Fenomena yang terus terjadi ini sejatinya menunjukkan kegagalan negara dalam menjaga stabilitas harga dan menyediakan pasokan yg cukup sesuai kebutuhan rakyat.
Berbeda dengan Islam yang memiliki mekanisme yang ampuh sehingga mampu menjaga gejolak harga sehingga harga tetap stabil dan rakyat mampu mendapatkannya. Islam dengan serangkaian hukumnya mampu merealisasikan swasembada pangan dengan menjaga kestabilan harga pangan.
Cara Islam menjaga kestabilan harga yaitu dengan menghilangkan mekanisme pasar yang tidak sesuai dengan syariat Islam . Seperti penimbunan, memonopoli komoditas sehigga mendapatka keuntungan yang besar, praktek curang, intervensi harga, dsb.
Islam tidak membenarkan penimbunan dengan menahan stok agar harganya naik. Sebagaimana Abu Umamah al-Bahili berkata: “Rasulullah SAW melarang penimbunan makanan” (HR al-Hakim dan al-Baihaqi). Jika pedagang, importir atau siapapun menimbun, ia dipaksa untuk mengeluarkan barang dan memasukkannya ke pasar. Jika efeknya besar, maka pelakunya juga bisa dijatuhi sanksi tambahan sesuai dengan kebijakan pemerintah dengan mempertimbangkan dampak dari kejahatan yang dilakukannya.
Di samping itu Islam juga tidak membenarkan adanya intervensi terhadap harga. Rasul bersabda: “Siapa saja yang melakukan intervensi pada sesuatu dari harga-harga kaum Muslimin untuk menaikkan harga atas mereka, maka adalah hak bagi Allah untuk mendudukkannya dengan tempat duduk dari api pada Hari Kiamat kelak (HR Ahmad, al-Hakim, al-Baihaqi).

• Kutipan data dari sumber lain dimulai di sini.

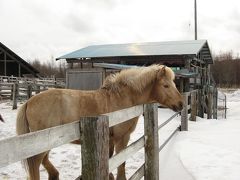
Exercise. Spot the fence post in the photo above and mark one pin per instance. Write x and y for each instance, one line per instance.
(215, 103)
(151, 142)
(184, 113)
(193, 106)
(210, 102)
(15, 95)
(225, 106)
(29, 91)
(94, 132)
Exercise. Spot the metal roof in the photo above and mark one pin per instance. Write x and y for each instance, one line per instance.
(141, 49)
(26, 65)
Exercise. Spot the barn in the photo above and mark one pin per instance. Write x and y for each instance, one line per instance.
(190, 60)
(13, 65)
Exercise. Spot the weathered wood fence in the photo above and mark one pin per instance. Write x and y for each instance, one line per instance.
(17, 87)
(96, 164)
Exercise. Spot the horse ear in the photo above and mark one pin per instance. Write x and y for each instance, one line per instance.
(161, 72)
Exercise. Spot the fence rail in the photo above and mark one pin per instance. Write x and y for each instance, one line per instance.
(95, 156)
(15, 88)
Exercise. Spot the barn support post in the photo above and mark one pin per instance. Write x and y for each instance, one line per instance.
(94, 132)
(29, 91)
(15, 95)
(200, 103)
(151, 142)
(215, 98)
(5, 64)
(184, 113)
(210, 102)
(38, 89)
(193, 106)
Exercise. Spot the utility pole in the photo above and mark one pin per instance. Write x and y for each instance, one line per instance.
(195, 18)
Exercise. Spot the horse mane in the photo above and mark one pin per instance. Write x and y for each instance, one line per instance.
(136, 78)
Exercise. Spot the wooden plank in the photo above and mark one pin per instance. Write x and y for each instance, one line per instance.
(138, 174)
(95, 147)
(193, 106)
(151, 143)
(169, 138)
(15, 95)
(119, 158)
(123, 115)
(168, 120)
(184, 114)
(21, 147)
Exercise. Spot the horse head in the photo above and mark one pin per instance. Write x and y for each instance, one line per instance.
(165, 91)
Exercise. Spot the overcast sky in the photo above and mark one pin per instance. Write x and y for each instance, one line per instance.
(45, 28)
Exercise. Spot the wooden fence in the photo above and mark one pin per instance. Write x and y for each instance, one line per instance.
(23, 88)
(96, 164)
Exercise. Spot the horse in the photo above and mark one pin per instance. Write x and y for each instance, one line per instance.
(130, 87)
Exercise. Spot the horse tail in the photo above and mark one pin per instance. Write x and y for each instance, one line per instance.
(22, 127)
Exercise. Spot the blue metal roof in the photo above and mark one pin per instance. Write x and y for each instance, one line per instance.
(140, 49)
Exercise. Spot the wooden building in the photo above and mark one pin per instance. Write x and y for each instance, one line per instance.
(190, 60)
(13, 65)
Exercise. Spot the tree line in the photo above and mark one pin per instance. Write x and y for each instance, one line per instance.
(226, 70)
(50, 68)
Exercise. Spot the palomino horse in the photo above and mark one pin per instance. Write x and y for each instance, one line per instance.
(125, 89)
(1, 119)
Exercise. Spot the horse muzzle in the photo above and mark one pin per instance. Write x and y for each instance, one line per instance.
(177, 107)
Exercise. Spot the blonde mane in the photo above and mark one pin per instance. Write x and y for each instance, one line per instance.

Jika terjadi ketidakseimbangan (harga naik/turun drastis), negara melalui lembaga pengendali seperti Bulog, segera menyeimbangkannya dengan mendatangkan barang dari daerah lain. Sebagaimana yang dilakukan oleh Khalifah Umar Ibnu al-Khatab ketika di Madinah terjadi musim paceklik. Ia mengirim surat kepada Abu Musa Radhiyallahu anhu di Bashrah yang isinya: “Bantulah umat Muhammad Shallallahu alaihi wa sallam, karena Mereka hampir binasa.”
Setelah itu ia juga mengirim surat yang sama kepada Amru bin Al-Ash Radhiyallahu anhu di Mesir. Kedua gubernur ini mengirimkan bantuan ke Madinah dalam jumlah besar, terdiri dari makanan dan bahan pokok berupa gandum. Bantuan Amru Radhiyallahu anhu dibawa melalui laut hingga sampai ke Jeddah, kemudian dari sana baru dibawa ke Mekah (Lihat: At-Thabaqâtul-Kubra karya Ibnu Sa’ad, juz 3 hal. 310-317).
Apabila pasokan dari daerah lain juga tidak mencukupi maka bisa diselesaikan dengan kebijakan impor. Impor ini hukumnya mubah. Ia masuk dalam keumuman boleh melakukan aktivitas jual beli. Allah SWT berfirman: “Allah membolehkan jual beli dan mengharamkan riba (TQS Al-Baqarah: 275). Ayat ini umum, baik menyangkut perdagangan dalam negeri maupun luar negeri. Karenanya, impor bisa cepat dilakukan tanpa harus dikungkung dengan persoalan kuota. Di samping itu, semua warga negara diperbolehkan melakukan impor dan ekspor (kecuali komoditas yang dilarang karena kemaslahatan umat dan negara).
Maka tampak sangat lah rinci hukum islam dalam mengatur bagaimana urusan manusia ini dapat tersolusikan dan dapat membawa kemaslahatan ummat, ini hanya baru dalam satu aspek saja, ketika di terapkan hukum Islam maka bisa membawa kemaslahatan. Apalagi jika hukum-hukum yang lainnya juga diterapkan, maka akan membawa keberkahan di langit dan bumi. Tanggung jawab negara dalam Sistem Islam sebagai pengatur urusan rakyat akan membuat rakyat hidup sejahtera dan tenang serta nyaman.